“Elements of Reusable Object-Oriented Software” is a book that I am sure all self respecting software developers have read. The infamous Gang of Four book seems to shape everything we do in modern object oriented software development and by applying the principles contained within generally results in a quality software product.
One common (but slightly controversial) view on design patterns is that generally they only exist to patch up any shortcomings of the language. If a language can solve a problem in a trivial way then it may well have no need for a design pattern at all. This can be demonstrated by developments within the .NET Framework, for example the “Iterator” design pattern is embedded within the language through the IEnumerable interface, reducing the need to implement the pattern yourself.
Microsoft F#, due to ship with Visual Studio 2010, is primarily a functional programming language and supports all the features you would expect, such as functions as first-class values, currying and immutable values. As F# is fully integrated into the .NET framework it can also be used in an imperative or object oriented way.
So in a multi-paradigm language is there a need for software design patterns? Do we need to worry about design patterns in F#, and if so how do we apply them.
Some articles I have read recently have gone so far as to suggest that the design of functional languages eliminates the need for design patterns completely.

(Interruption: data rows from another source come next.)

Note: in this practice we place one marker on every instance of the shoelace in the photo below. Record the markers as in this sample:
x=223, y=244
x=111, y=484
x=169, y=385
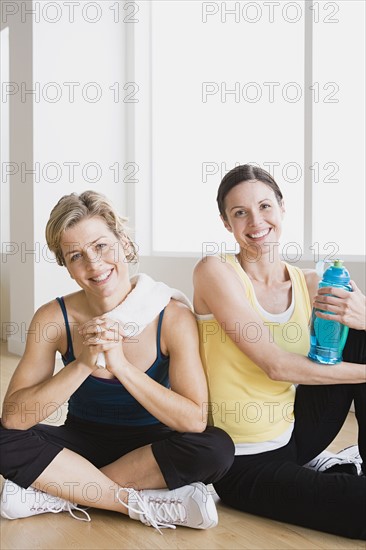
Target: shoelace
x=156, y=511
x=56, y=505
x=69, y=507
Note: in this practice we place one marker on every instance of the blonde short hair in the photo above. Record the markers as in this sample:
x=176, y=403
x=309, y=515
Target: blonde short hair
x=73, y=208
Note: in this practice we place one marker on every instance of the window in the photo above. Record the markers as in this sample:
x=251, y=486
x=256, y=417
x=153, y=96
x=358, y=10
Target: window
x=225, y=83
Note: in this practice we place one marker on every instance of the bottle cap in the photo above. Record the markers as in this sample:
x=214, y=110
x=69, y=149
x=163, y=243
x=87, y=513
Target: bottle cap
x=337, y=274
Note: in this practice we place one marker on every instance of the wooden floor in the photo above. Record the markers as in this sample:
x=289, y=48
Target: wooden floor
x=107, y=530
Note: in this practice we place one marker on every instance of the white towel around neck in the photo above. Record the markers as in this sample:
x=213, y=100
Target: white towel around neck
x=142, y=305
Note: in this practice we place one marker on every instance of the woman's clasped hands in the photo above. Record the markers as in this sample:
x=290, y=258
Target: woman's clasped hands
x=103, y=335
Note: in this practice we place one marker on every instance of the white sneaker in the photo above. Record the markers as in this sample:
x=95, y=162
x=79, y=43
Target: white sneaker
x=189, y=506
x=17, y=502
x=346, y=457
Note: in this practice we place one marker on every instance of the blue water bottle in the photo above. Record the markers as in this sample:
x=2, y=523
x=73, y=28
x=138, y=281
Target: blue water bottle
x=328, y=338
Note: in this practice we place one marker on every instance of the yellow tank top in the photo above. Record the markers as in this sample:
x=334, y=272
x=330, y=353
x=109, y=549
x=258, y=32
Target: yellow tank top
x=244, y=401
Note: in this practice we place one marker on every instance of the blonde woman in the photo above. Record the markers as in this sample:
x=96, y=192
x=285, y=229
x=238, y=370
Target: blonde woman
x=135, y=439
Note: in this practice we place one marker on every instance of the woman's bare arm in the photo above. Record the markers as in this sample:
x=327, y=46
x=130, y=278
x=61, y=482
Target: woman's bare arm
x=219, y=290
x=34, y=392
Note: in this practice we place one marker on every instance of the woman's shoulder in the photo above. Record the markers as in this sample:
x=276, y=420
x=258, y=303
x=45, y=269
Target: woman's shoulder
x=213, y=264
x=52, y=310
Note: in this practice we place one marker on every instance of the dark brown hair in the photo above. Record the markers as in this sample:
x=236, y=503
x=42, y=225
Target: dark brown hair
x=241, y=174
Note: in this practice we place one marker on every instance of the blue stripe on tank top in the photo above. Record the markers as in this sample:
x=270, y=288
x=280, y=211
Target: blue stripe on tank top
x=107, y=401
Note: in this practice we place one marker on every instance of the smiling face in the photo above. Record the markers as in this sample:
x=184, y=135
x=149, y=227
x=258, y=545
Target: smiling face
x=253, y=214
x=95, y=257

This is however only partially correct.
There are some design patterns that are rendered obsolete by functional languages, take the Command pattern as an example. The Command pattern as documented by the Gang of Four enables you to:
“encapsulate a request as an object, letting you parameterize clients with different requests”.
This is simply an approximation of a first-class function. In F# you would simply pass a function as the argument to another function.
In an object oriented language, you have to wrap up the function in a class, which you then instantiate and pass the resulting object to the other function. The effect is the same, but in the object oriented world it's called a design pattern.
The same can be said about the Abstract Factory pattern. The Abstract Factory enables you to:
“Provide an interface for creating families of related or dependent objects without specifying their concrete classes”.
In F# this is known as currying. Currying is the process of transforming a function that takes multiple arguments into a function that takes just a single argument and returns another function if any arguments are still needed.
It is clear therefore that several design patterns are rendered redundant in F# because the language provides more powerful, succinct alternatives. There are however still design problems that are not solved within F#. There is no F# equivalent for the Singleton pattern for instance.
Interestingly it works the other way too. Functional languages have their own design patterns; you just tend not to think of them that way. You may have come across “Monads”, which are a kind of abstract data type and often used for handling global state within functional languages. This is a problem that is so simple to solve in object oriented languages that there is no equivalent design pattern.
So while it is true that some object oriented design patterns become redundant in functional code, many, such as MVC do not.
So if you’re working with F#, don’t forget about design patterns, you never know you may even come across some new ones.